The Connecticut Appellate Court recently upheld a ruling by a trial court granting summary judgment to an employer who fired a pregnant dentist for chronic tardiness even though the tardiness was due to her morning sickness. The pregnancy discrimination claim was asserted under Connecticut state law and the court looked to interpretation of comparable federal laws for guidance. The case is Phadnis v/ Great Expressions Dental Centers of Connecticut (Ct. App. Ct. 1/3/17).
Chronic tardiness due to morning sickness. The court first concluded that neither pregnancy nor morning sickness is recognized as a disability under state or federal law. It then rejected the dentist's claim that the employer had engaged in pregnancy discrimination on the ground that the dentist had not presented evidence that her pregnancy was a motivating factor behind her termination. The employer presented evidence that it had terminated the dentist's employment because of her chronic tardiness as well as the fact that she had had a conflict with another employee in the office. With regard to the tardiness, the dentist had requested (and the employer) had approved a late start for the dentist "until such time as her morning sickness became more management." The court noted that there was evidence that the dentist was late nearly every day for two months, and concluded that a flexible schedule "cannot be equated with being late nearly every day." The dentist argued that tardiness was a pretext for discrimination because there were "no rigid disciplinary policies regarding tardiness," she was not given any prior warning or discipline for tardiness, and others maintained flexible schedules. From the court's view, this was not enough to show discrimination.

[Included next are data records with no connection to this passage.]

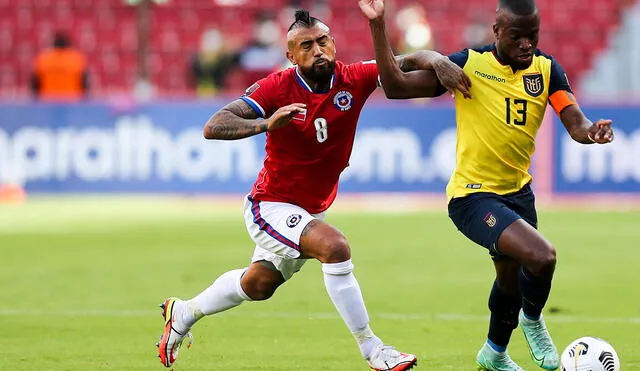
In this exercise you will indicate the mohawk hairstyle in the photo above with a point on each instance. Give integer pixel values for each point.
(518, 7)
(304, 20)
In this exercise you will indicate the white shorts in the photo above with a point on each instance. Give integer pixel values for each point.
(276, 228)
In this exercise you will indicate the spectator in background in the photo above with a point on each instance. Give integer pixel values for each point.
(477, 33)
(212, 63)
(60, 73)
(415, 31)
(263, 54)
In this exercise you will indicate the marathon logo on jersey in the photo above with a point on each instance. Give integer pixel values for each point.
(343, 100)
(251, 89)
(533, 84)
(490, 220)
(293, 220)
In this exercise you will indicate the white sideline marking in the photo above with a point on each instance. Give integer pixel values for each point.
(454, 317)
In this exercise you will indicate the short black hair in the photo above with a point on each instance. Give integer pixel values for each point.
(518, 7)
(304, 20)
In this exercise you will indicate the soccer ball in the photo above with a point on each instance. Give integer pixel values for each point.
(590, 354)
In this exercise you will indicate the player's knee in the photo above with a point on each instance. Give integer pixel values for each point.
(336, 250)
(260, 287)
(545, 261)
(508, 286)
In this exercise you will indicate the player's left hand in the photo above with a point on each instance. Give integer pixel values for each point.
(372, 8)
(452, 77)
(600, 132)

Dentist's request to transfer denied. The dentist had also requested a transfer to another office which could have better accommodated her tardiness because it had more dentists on site who could cover for her if she were late. The employer approved the request but terminated the dentist's employment days before it was to take effect. Under Connecticut law, it is unlawful for an employer "to fail or refuse to make a reasonable effort to transfer a pregnant employee to any suitable temporary position which may be available in any case in which an employee gives written notice of her pregnancy and the employer or pregnant employee reasonable believes that continued employment in the position held by the pregnant employee may cause injury to the employee or fetus." The court concluded that the dentist's request for a transfer was "for her own convenience" and not because of any potential injury to her or her fetus. The court rejected the dentist's argument that she and her fetus were in danger because on her commute to work she was often forced to pull over to vomit as a result of her morning sickness. The court concluded that even with the transfer she would still have to commute to work and, therefore, any such alleged danger was the same.
Lessons for employers? Employers should be cautious about viewing this case as some type of green light to fire employees who are pregnant. State laws vary on the extent to which employers must accommodate pregnant employees. Further, this employee was not FMLA eligible and if she had been she could have requested intermittent leave to cover the days she was late to work.
In many cases the sympathy is going to be with the pregnant employee and not the inconvenienced employer. Here, the court seemed to be influenced by the fact that when the dentist was late she inconvenienced waiting patients. Indeed, the court commented that most of the practice's patients were "nonsalaried, blue collar workers" for whom early morning appointments were critical so that they suffer less time away from their jobs."
And, it is important to point out that even though the employer won this case, the decision to terminate the dentist in this manner did result in a lawsuit and the expense and aggravation associated with it.